A: There are a lot of levels of answers to your question; the first one is yes that we are seeing as a result of significant financial strains on countries that they are trying to increase their revenues through enhanced enforcement and closing tax gaps and the like, they are doing it through increased exchanging of information, in some cases trying to go after more types of revenue by expanding and coping with establishment issues being worked in the auditing and transfer pricing type issues so we are seeing enhanced enforcement as means to gain revenue.

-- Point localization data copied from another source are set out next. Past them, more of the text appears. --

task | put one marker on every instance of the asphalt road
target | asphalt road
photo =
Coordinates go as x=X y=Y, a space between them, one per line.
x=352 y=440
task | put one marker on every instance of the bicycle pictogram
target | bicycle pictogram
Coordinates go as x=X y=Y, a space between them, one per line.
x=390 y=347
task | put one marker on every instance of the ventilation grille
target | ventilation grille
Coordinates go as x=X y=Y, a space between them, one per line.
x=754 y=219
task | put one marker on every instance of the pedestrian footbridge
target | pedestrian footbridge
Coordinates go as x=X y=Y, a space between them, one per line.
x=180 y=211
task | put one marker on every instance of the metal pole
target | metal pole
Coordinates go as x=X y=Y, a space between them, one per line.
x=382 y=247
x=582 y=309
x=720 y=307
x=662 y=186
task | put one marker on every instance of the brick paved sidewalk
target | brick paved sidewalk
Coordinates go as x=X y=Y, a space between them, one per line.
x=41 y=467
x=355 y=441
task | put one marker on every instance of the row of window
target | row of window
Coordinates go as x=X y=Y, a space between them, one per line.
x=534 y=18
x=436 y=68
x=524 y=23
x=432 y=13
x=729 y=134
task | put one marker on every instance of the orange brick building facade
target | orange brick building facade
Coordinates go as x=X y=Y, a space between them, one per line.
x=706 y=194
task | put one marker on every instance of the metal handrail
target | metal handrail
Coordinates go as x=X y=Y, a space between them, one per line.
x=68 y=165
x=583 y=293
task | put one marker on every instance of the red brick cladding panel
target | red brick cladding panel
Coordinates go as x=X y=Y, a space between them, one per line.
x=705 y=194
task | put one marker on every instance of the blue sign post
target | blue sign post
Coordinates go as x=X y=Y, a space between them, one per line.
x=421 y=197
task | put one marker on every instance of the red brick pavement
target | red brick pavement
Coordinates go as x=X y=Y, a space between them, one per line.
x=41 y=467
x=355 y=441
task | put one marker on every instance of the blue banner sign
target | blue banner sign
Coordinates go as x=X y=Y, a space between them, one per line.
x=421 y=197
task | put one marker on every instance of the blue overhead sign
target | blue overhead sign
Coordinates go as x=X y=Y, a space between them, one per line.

The President Obama proposals are a different type of proposals but we are also seeing much changes in that area as well when the president did talk about close down tax provisions in the US code that forced workers overseas as to how it was described, but the proposals that the president actually put in place, the four major proposals dealing with restricting the deferral of overseas taxes and income form taxation going ahead and changing what they refer to as check the box rules and recalculate the foreign tax credit by changing the pooling, those are all fundamental policy changes and those are the most fundamental changes in the US in decades and really go back the policies created in 1960s when the US tax systems were established, so in that situation the US is actually going in a different direction than the rest of the world because virtually all countries have as to what we refer to as territorial tax system where companies are taxed under active business income in their host country but not under earnings overseas and infact at the beginning of this year the three principal countries that didnt do that, they didnt have as what were to referred to as worldwide taxation, the UK, Japan and the US were the three and at the beginning of this year the UK and Japan joined with the rest of the world and has moved towards the dividend of exemption system which is more referred to as territorial system by restricting the taxation of host companies that operate overseas, so the US is really going alone and proposing expansion of worldwide taxation when most other countries are not.

Q: You interact with CEOs across the world what are the 3-4 things that CEO offices need to be aware of or be alert to or prioritize to be able to deal with the changing tax environment?

A: The Tax directors in boardrooms are going to have pay a lot more attention to tax issues. One because as I suggested, tax rates are going up whether they be indirect taxes or eventually income taxes we are going to see tax rates go up around the world because countries will have to dig out of the hole that they are in, the opportunity cost of not doing appropriate planning or the opportunity cost of not assessing the right amount of tax to the governments will go up. As governments are pushing more and more to get more revenues, they are going to see more and more controversies, so we are seeing more cross border controversy than we ever have, so what do businesses need to do to deal with that, first of all they have to be aware of the law changes and the enforcement changes that are going on and they have to work with governments. We are seeing more and more governments willing to work with taxpayers and their businesses to help put in place an efficient tax system in giving the taxpayers more certainty and more certainty to the government. So they are clearly going to have to pay more attention to the changes in tax laws and the changes in enforcement going out around the world and they have to elevate the risk issues untaxed to the boardroom because the types of taxes that are being assessed around the world today are large dollar amounts and they will affect the companys reputation, the companys financial disclosure and they cant afford not to be able to anticipate and deal with those issues on the front end.

So I think you are going to see a lot more attention to businesses that are going to have to pay to dealing with such cross border controversies.